Every teacher and childcare worker should be trained in how to handle severe allergic reactions, AMA President, Dr Mukesh Haikerwal, said today.
'The AMA is calling on all State and Territory Governments to introduce compulsory first aid training for people who work with children,' Dr Haikerwal said.
'This training should cover appropriate first aid for anaphylactic shock, including how to use auto-injecting devices to inject adrenalin and treat a severe allergic reaction.
'Teachers and carers need to know how to act when confronted with medical emergencies, particularly for children who suffer from conditions such as asthma, diabetes, epilepsy and severe allergies.'
Governments also should introduce clear concise national recommendations outlining the best care for children with these conditions, Dr Haikerwal said.
'Each at-risk child should have an emergency plan, developed with their doctor and school or child-care centre, including guidelines for use of medication," he said.

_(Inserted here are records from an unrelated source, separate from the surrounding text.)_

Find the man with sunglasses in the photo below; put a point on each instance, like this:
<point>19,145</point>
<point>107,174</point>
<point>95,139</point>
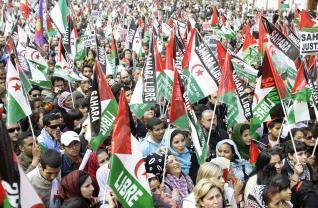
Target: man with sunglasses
<point>51,133</point>
<point>14,131</point>
<point>35,93</point>
<point>71,159</point>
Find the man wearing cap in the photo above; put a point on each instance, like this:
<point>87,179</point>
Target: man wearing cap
<point>71,159</point>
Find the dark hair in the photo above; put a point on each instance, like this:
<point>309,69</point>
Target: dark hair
<point>51,158</point>
<point>295,130</point>
<point>71,116</point>
<point>153,122</point>
<point>101,150</point>
<point>175,133</point>
<point>87,66</point>
<point>300,146</point>
<point>269,192</point>
<point>35,88</point>
<point>273,123</point>
<point>81,102</point>
<point>49,117</point>
<point>54,79</point>
<point>156,109</point>
<point>126,88</point>
<point>280,181</point>
<point>23,136</point>
<point>34,101</point>
<point>263,169</point>
<point>82,177</point>
<point>243,128</point>
<point>75,202</point>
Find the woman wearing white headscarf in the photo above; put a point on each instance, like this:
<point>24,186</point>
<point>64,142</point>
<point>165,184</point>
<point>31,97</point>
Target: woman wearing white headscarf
<point>240,168</point>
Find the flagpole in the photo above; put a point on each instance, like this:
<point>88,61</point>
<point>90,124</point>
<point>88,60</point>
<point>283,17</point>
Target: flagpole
<point>166,110</point>
<point>213,115</point>
<point>313,152</point>
<point>70,88</point>
<point>29,118</point>
<point>291,135</point>
<point>164,166</point>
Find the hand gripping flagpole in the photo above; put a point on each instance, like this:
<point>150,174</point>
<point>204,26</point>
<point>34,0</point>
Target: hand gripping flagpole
<point>291,135</point>
<point>213,115</point>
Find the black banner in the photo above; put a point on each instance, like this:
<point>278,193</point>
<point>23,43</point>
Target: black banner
<point>9,172</point>
<point>131,34</point>
<point>101,55</point>
<point>207,59</point>
<point>67,37</point>
<point>94,105</point>
<point>149,93</point>
<point>282,42</point>
<point>243,97</point>
<point>312,77</point>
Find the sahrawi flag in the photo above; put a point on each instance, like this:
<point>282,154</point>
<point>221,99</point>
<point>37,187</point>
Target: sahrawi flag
<point>199,138</point>
<point>65,65</point>
<point>165,77</point>
<point>127,176</point>
<point>250,51</point>
<point>149,93</point>
<point>17,105</point>
<point>102,108</point>
<point>15,185</point>
<point>59,15</point>
<point>178,114</point>
<point>301,96</point>
<point>307,23</point>
<point>204,70</point>
<point>37,66</point>
<point>136,104</point>
<point>269,92</point>
<point>230,95</point>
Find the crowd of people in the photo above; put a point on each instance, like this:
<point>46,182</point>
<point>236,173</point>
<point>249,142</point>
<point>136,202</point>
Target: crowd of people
<point>284,175</point>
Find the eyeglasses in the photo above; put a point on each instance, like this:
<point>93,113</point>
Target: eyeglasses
<point>11,130</point>
<point>36,95</point>
<point>74,144</point>
<point>54,126</point>
<point>310,138</point>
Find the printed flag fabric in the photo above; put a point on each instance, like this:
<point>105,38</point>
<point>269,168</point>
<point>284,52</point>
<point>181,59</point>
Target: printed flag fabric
<point>178,114</point>
<point>17,104</point>
<point>59,15</point>
<point>204,71</point>
<point>102,108</point>
<point>127,177</point>
<point>39,29</point>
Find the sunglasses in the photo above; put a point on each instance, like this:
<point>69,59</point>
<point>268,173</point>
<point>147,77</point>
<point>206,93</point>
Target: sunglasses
<point>36,95</point>
<point>310,138</point>
<point>14,129</point>
<point>54,126</point>
<point>74,145</point>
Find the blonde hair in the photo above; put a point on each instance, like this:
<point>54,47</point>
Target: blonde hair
<point>208,170</point>
<point>203,187</point>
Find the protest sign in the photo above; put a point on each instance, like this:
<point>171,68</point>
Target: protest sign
<point>308,42</point>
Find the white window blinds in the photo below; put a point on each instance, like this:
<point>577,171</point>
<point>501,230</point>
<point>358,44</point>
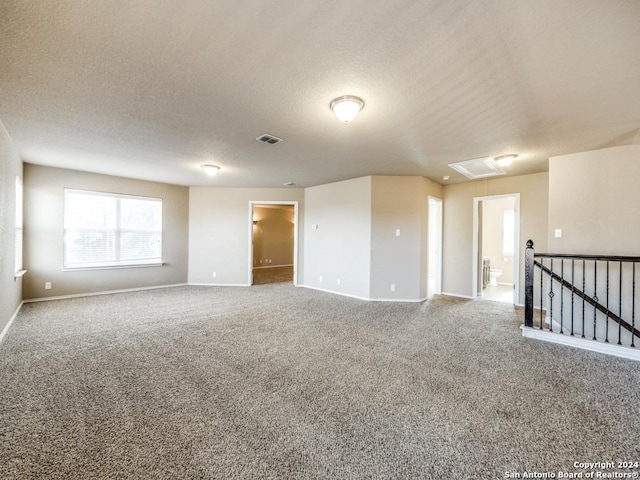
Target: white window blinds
<point>110,230</point>
<point>19,227</point>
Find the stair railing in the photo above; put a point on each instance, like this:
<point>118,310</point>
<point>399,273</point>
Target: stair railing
<point>591,296</point>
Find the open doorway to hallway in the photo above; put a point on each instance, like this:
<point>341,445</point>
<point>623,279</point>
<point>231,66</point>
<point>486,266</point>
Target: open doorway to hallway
<point>496,247</point>
<point>434,279</point>
<point>273,242</point>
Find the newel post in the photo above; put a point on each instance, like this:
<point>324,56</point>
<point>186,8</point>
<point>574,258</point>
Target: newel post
<point>528,284</point>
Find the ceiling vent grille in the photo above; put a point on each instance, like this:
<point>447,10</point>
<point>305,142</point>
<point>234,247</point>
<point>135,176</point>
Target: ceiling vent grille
<point>478,168</point>
<point>269,139</point>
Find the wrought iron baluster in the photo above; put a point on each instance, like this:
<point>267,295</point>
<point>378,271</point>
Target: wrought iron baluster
<point>541,292</point>
<point>551,294</point>
<point>595,296</point>
<point>573,290</point>
<point>620,306</point>
<point>561,295</point>
<point>606,325</point>
<point>584,277</point>
<point>633,306</point>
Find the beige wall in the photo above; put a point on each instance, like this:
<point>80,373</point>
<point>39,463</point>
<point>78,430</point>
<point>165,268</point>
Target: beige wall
<point>44,213</point>
<point>594,198</point>
<point>220,228</point>
<point>10,287</point>
<point>400,203</point>
<point>492,241</point>
<point>457,261</point>
<point>273,235</point>
<point>338,249</point>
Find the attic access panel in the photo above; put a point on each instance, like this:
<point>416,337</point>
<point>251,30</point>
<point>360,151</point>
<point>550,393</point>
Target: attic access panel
<point>478,168</point>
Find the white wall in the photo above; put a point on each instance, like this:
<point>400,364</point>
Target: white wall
<point>400,203</point>
<point>44,216</point>
<point>10,287</point>
<point>220,228</point>
<point>457,261</point>
<point>339,249</point>
<point>594,198</point>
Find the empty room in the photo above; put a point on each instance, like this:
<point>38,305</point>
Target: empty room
<point>319,239</point>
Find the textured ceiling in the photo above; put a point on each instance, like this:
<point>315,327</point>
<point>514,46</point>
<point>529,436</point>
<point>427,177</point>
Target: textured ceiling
<point>151,90</point>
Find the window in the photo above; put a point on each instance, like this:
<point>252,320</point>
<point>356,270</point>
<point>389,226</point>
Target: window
<point>508,233</point>
<point>103,230</point>
<point>19,227</point>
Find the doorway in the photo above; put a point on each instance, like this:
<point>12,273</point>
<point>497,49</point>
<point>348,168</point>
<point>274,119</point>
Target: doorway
<point>273,248</point>
<point>434,247</point>
<point>496,250</point>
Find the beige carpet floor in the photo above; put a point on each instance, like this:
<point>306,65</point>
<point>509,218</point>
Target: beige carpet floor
<point>275,381</point>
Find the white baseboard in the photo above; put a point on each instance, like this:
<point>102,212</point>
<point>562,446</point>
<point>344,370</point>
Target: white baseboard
<point>367,299</point>
<point>578,342</point>
<point>399,300</point>
<point>106,292</point>
<point>457,295</point>
<point>13,317</point>
<point>334,292</point>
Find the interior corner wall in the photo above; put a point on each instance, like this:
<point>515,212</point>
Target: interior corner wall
<point>400,204</point>
<point>457,254</point>
<point>43,223</point>
<point>10,287</point>
<point>594,199</point>
<point>219,231</point>
<point>337,232</point>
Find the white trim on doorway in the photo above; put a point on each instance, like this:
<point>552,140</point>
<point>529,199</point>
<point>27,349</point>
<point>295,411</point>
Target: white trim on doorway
<point>516,253</point>
<point>294,203</point>
<point>434,251</point>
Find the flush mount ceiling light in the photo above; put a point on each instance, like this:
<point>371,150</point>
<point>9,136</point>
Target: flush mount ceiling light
<point>505,160</point>
<point>478,168</point>
<point>346,107</point>
<point>210,170</point>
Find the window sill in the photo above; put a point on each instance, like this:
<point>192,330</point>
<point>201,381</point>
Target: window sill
<point>18,274</point>
<point>112,267</point>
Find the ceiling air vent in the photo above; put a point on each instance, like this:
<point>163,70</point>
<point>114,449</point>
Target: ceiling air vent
<point>270,139</point>
<point>478,168</point>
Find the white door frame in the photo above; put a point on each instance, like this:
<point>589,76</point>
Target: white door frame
<point>294,203</point>
<point>438,279</point>
<point>516,253</point>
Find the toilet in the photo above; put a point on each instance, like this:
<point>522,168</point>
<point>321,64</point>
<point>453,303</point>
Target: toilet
<point>493,276</point>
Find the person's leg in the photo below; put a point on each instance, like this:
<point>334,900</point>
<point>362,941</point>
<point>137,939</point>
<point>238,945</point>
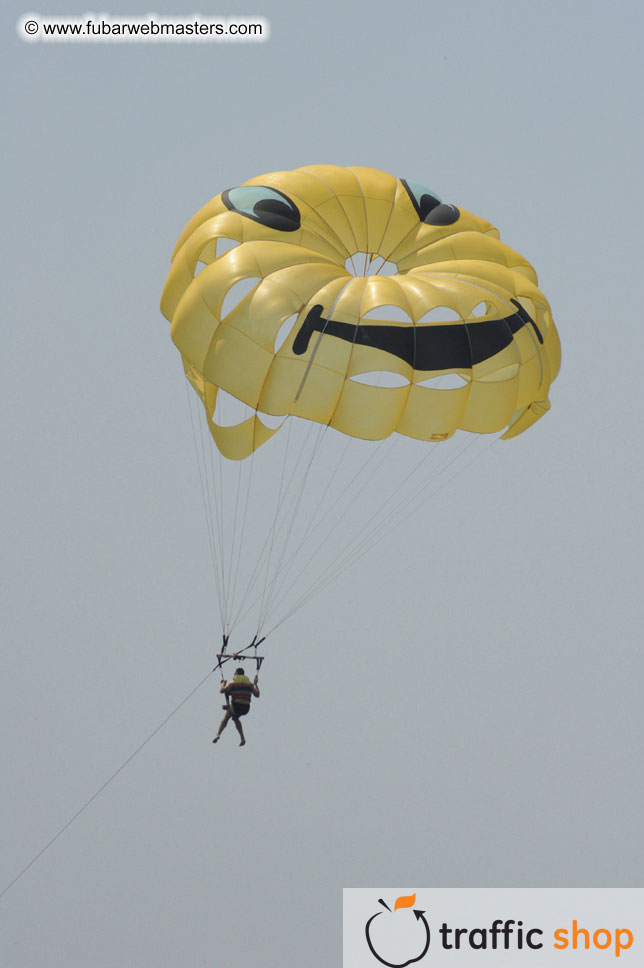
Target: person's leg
<point>238,724</point>
<point>223,725</point>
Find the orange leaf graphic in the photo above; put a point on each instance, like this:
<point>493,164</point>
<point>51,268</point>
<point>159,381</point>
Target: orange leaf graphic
<point>408,901</point>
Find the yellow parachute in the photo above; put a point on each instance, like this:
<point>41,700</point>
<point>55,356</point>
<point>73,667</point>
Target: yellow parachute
<point>357,301</point>
<point>313,243</point>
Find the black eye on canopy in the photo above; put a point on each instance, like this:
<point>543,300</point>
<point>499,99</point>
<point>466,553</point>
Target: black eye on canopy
<point>268,206</point>
<point>429,206</point>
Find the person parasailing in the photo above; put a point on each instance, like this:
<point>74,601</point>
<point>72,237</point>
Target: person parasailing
<point>239,693</point>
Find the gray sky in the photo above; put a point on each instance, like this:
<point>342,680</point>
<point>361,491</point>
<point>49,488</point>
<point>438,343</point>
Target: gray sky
<point>464,707</point>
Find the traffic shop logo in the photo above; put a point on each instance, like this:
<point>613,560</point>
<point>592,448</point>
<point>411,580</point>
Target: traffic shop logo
<point>402,937</point>
<point>402,947</point>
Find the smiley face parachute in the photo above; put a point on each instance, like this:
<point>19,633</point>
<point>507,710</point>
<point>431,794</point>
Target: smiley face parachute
<point>361,308</point>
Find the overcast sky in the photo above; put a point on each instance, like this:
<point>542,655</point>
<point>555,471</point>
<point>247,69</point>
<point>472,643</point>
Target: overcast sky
<point>464,707</point>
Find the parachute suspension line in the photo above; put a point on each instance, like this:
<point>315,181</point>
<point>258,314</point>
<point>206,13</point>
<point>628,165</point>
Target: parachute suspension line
<point>279,527</point>
<point>241,539</point>
<point>100,790</point>
<point>219,511</point>
<point>265,607</point>
<point>310,528</point>
<point>233,547</point>
<point>202,475</point>
<point>384,452</point>
<point>374,524</point>
<point>267,547</point>
<point>352,555</point>
<point>400,512</point>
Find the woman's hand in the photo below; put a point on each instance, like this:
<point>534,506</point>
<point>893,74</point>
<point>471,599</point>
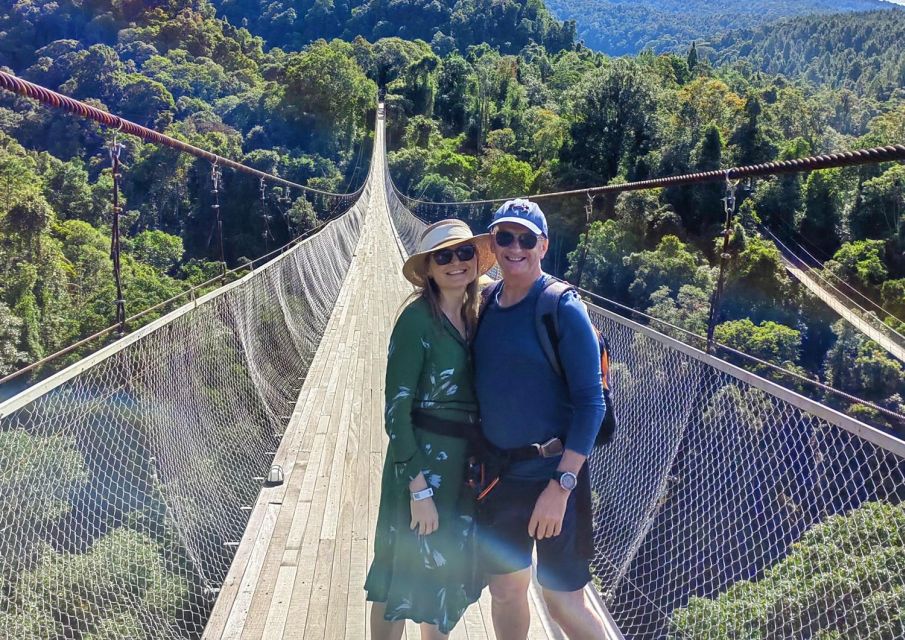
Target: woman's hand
<point>424,512</point>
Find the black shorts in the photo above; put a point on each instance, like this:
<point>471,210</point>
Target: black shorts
<point>506,546</point>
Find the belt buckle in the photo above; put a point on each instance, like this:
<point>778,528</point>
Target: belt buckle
<point>549,449</point>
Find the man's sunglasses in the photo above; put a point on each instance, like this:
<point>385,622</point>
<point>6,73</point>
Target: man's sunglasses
<point>464,253</point>
<point>526,241</point>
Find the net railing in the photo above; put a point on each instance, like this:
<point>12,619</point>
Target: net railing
<point>126,480</point>
<point>728,507</point>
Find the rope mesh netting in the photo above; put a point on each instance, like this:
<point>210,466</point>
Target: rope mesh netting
<point>125,489</point>
<point>726,507</point>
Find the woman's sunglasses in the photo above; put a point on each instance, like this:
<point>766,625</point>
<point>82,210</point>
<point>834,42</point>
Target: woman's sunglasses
<point>464,253</point>
<point>526,241</point>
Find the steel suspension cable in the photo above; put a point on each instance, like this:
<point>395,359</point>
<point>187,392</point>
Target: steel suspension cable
<point>890,153</point>
<point>841,294</point>
<point>65,103</point>
<point>819,264</point>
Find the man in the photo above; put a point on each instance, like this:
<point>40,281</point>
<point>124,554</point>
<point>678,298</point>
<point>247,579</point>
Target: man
<point>525,404</point>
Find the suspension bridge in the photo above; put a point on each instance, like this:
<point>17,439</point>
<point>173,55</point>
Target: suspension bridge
<point>884,336</point>
<point>136,500</point>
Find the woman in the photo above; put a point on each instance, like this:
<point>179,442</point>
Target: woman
<point>423,556</point>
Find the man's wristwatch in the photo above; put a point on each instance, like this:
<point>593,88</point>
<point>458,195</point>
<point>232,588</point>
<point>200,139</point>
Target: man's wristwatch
<point>566,479</point>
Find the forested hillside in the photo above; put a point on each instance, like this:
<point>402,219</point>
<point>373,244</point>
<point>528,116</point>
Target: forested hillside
<point>501,125</point>
<point>627,27</point>
<point>178,68</point>
<point>861,52</point>
<point>507,25</point>
<point>465,121</point>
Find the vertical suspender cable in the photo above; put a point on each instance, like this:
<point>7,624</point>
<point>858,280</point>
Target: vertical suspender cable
<point>120,302</point>
<point>588,214</point>
<point>729,207</point>
<point>215,180</point>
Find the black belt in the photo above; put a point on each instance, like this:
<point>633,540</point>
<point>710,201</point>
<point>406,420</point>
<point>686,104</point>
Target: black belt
<point>552,448</point>
<point>472,432</point>
<point>440,426</point>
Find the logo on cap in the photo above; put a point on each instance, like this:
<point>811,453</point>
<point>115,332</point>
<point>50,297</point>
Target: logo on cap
<point>523,212</point>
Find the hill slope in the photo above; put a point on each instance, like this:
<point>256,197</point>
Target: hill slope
<point>619,28</point>
<point>507,25</point>
<point>863,52</point>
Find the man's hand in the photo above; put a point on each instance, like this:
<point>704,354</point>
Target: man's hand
<point>424,512</point>
<point>546,519</point>
<point>424,516</point>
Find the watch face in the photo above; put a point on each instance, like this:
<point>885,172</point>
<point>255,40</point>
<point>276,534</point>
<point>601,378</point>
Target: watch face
<point>568,480</point>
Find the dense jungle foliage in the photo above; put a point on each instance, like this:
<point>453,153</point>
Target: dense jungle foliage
<point>468,121</point>
<point>497,125</point>
<point>862,52</point>
<point>627,27</point>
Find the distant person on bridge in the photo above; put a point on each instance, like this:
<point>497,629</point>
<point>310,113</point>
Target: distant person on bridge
<point>424,565</point>
<point>544,425</point>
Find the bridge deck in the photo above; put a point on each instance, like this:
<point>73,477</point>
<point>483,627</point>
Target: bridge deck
<point>301,565</point>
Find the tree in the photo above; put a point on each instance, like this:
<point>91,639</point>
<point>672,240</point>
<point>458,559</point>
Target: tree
<point>853,558</point>
<point>10,356</point>
<point>692,60</point>
<point>689,310</point>
<point>860,262</point>
<point>752,139</point>
<point>504,175</point>
<point>768,340</point>
<point>821,224</point>
<point>326,94</point>
<point>158,249</point>
<point>757,285</point>
<point>615,120</point>
<point>452,83</point>
<point>862,368</point>
<point>671,265</point>
<point>67,190</point>
<point>602,249</point>
<point>880,208</point>
<point>779,199</point>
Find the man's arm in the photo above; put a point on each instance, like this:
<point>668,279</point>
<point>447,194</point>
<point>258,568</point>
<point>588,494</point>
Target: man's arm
<point>579,354</point>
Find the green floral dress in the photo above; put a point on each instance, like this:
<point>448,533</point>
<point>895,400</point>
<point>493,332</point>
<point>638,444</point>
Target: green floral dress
<point>425,578</point>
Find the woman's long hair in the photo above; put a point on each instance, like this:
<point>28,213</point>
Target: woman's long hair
<point>470,307</point>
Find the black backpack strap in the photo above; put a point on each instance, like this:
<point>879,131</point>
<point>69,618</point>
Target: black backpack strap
<point>488,293</point>
<point>546,320</point>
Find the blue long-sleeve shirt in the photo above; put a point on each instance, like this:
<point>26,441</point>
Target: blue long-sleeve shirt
<point>522,400</point>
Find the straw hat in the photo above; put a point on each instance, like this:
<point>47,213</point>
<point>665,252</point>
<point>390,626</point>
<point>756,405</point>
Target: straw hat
<point>446,234</point>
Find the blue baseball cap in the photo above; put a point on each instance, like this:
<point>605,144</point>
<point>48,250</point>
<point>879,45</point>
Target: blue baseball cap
<point>523,212</point>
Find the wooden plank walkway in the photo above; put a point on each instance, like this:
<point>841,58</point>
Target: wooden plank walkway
<point>300,568</point>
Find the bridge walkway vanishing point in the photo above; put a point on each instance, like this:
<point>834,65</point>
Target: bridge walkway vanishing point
<point>301,565</point>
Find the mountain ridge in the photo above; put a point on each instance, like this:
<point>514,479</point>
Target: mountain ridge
<point>620,28</point>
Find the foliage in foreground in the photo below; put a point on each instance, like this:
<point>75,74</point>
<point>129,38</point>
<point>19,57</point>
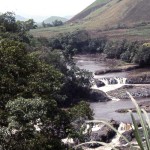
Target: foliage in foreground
<point>142,139</point>
<point>35,86</point>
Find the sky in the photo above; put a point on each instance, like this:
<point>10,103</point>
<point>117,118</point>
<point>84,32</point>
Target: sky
<point>44,8</point>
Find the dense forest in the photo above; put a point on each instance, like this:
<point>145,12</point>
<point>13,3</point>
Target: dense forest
<point>41,90</point>
<point>43,94</point>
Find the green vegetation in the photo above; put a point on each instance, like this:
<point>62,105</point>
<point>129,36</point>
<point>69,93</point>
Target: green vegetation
<point>39,95</point>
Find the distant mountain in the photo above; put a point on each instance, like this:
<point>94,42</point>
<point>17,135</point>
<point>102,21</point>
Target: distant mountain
<point>20,18</point>
<point>53,18</point>
<point>106,13</point>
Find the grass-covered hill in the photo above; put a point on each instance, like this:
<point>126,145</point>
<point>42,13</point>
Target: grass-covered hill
<point>109,13</point>
<point>53,18</point>
<point>116,19</point>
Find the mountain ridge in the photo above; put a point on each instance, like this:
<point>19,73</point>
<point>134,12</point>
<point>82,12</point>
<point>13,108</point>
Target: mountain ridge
<point>108,13</point>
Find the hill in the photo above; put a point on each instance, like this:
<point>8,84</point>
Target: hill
<point>20,18</point>
<point>116,19</point>
<point>108,13</point>
<point>53,18</point>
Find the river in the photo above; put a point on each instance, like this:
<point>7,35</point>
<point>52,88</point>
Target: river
<point>106,110</point>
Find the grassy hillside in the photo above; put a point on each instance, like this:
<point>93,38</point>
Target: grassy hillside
<point>53,18</point>
<point>112,18</point>
<point>108,13</point>
<point>90,9</point>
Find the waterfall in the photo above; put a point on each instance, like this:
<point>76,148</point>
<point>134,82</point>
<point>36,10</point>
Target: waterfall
<point>115,80</point>
<point>121,80</point>
<point>123,127</point>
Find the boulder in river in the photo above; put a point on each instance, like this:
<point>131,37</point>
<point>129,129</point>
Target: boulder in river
<point>129,135</point>
<point>105,134</point>
<point>98,96</point>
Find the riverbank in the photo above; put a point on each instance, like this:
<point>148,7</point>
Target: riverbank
<point>137,91</point>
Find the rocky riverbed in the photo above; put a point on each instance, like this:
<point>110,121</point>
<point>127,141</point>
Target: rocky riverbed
<point>137,91</point>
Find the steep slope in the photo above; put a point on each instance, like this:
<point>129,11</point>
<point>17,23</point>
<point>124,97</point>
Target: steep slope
<point>108,13</point>
<point>53,18</point>
<point>93,7</point>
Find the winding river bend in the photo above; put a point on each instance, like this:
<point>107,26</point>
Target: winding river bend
<point>106,110</point>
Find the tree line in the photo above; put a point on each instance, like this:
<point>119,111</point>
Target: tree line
<point>80,42</point>
<point>40,97</point>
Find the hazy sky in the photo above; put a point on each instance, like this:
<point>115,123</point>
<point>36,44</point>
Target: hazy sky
<point>44,8</point>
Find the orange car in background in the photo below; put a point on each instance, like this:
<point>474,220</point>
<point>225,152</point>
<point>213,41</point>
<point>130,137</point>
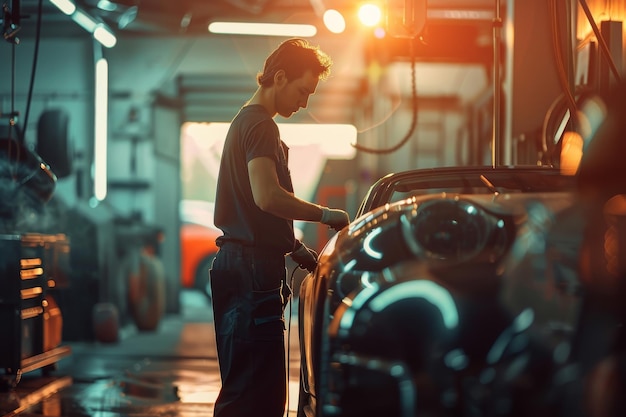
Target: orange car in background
<point>197,243</point>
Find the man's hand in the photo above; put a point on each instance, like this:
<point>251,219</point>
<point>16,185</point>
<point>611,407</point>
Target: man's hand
<point>306,258</point>
<point>335,218</point>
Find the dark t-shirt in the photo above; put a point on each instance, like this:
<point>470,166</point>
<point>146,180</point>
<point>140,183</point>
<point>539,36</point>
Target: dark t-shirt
<point>252,134</point>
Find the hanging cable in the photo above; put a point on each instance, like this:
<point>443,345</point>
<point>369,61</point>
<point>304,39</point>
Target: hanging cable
<point>33,70</point>
<point>603,46</point>
<point>414,104</point>
<point>562,73</point>
<point>291,279</point>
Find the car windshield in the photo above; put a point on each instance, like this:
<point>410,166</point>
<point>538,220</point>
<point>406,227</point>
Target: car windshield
<point>465,180</point>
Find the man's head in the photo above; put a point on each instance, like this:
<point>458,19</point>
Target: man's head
<point>293,70</point>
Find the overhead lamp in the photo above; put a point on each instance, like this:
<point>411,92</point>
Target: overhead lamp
<point>66,6</point>
<point>99,30</point>
<point>103,35</point>
<point>263,29</point>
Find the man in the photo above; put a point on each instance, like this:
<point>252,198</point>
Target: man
<point>255,208</point>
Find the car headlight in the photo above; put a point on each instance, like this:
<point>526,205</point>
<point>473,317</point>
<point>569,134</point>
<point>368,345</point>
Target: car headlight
<point>448,229</point>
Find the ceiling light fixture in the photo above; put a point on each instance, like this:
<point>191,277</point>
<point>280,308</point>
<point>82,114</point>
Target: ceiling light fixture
<point>96,27</point>
<point>66,6</point>
<point>263,29</point>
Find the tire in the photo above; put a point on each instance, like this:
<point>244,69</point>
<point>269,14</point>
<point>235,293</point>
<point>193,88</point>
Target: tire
<point>201,281</point>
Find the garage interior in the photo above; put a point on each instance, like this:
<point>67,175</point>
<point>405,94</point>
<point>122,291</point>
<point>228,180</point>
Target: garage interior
<point>106,144</point>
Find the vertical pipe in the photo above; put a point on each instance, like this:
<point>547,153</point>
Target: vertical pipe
<point>497,88</point>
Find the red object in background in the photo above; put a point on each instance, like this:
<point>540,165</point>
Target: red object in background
<point>198,249</point>
<point>197,244</point>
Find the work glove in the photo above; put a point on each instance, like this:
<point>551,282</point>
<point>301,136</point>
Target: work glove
<point>306,258</point>
<point>335,218</point>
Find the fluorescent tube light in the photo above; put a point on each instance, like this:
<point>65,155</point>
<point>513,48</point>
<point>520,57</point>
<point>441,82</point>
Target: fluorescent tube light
<point>100,129</point>
<point>103,35</point>
<point>263,29</point>
<point>66,6</point>
<point>84,20</point>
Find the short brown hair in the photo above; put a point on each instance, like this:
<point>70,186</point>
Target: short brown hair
<point>295,56</point>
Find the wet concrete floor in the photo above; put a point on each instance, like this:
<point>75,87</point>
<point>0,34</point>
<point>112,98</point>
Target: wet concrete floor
<point>169,372</point>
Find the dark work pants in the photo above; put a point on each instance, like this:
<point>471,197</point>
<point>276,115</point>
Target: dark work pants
<point>247,294</point>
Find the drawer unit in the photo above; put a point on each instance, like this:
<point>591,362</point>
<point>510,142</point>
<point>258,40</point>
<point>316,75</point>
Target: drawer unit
<point>32,266</point>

'Governments need to devise a way to authorise school and childcare staff to administer vital medication in case of a life-or-death emergency.
'And they must provide legal protection for staff members who need to take emergency action - a 'Good Samaritan' clause, if you will, protecting teachers who act in good faith.'
Dr Haikerwal said growing public awareness of these severe conditions is a good start, but to provide really effective protection for at-risk children, everyone needs to be better prepared.
'The people who are responsible for these children need to feel confident that should an emergency arise they will be able to manage it,' he said.